Jane Shemilt - The Drowning Lesson


Rating: 3/5

Review:
Rather generic and unengaging



I'm afraid I got a bit fed up with this book.  It's competently written and has its good points, but overall I found it generic, a bit unconvincing and rather predictable in many ways.

The story is narrated by Emma, a high-powered obstetric surgeon who begins to realise that she is neglecting her family due to being so ambitious and driven at work, so agrees to go with the family to Botswana where her husband has been offered an important research post.  It is revealed in the first couple of pages that when they get there her baby son is taken from his cot, which drives the plot.
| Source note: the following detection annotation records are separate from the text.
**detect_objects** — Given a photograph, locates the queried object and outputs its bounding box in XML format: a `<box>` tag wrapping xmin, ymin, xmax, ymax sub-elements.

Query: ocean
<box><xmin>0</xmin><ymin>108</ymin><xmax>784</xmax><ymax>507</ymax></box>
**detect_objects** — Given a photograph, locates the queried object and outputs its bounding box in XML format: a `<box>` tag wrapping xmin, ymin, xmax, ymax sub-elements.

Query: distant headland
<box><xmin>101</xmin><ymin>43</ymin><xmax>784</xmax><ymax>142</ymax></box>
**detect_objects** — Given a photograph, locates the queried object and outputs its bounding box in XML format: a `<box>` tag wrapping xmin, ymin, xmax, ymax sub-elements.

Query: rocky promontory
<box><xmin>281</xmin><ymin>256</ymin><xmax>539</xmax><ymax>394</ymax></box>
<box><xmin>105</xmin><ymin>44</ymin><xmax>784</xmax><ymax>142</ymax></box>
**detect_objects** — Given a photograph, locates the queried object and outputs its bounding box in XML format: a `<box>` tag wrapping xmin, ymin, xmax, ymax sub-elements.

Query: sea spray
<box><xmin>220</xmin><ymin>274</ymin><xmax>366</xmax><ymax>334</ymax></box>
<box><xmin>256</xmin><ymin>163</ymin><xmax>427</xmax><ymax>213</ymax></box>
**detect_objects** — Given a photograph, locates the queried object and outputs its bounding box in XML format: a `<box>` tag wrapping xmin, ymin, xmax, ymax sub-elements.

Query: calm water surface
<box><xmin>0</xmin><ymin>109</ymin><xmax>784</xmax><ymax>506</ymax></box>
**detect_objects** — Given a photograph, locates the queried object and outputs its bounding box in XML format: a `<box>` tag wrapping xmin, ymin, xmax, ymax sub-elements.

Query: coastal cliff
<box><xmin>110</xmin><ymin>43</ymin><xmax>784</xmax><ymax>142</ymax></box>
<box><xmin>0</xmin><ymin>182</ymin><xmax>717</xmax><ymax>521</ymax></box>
The book is written in the now apparently obligatory fractured time-frame with the circumstances leading up to the abduction intercut with events afterwards, with added flashbacks to childhood which give convenient pop-psychological explanations for Emma's driven competitiveness.  It all feels very formulaic, I'm afraid.  I do admire Jane Shemilt for creating a rather unsympathetic protagonist, which is a brave move, and the medical background is very well portrayed, but I eventually got rather bored.  The style felt like so many other creative-writing-course-influenced books, with the same little tropes and tics of vocabulary and structure, the plot wasn't that gripping and neither the characters nor the background were sufficiently well drawn to engage me properly.  And, of course, Emma learns her Important Life Lesson by the end.

This isn't dreadful, by any means. It is competently written and does have some merits, but overall I found it rather dull and I can't really recommend it.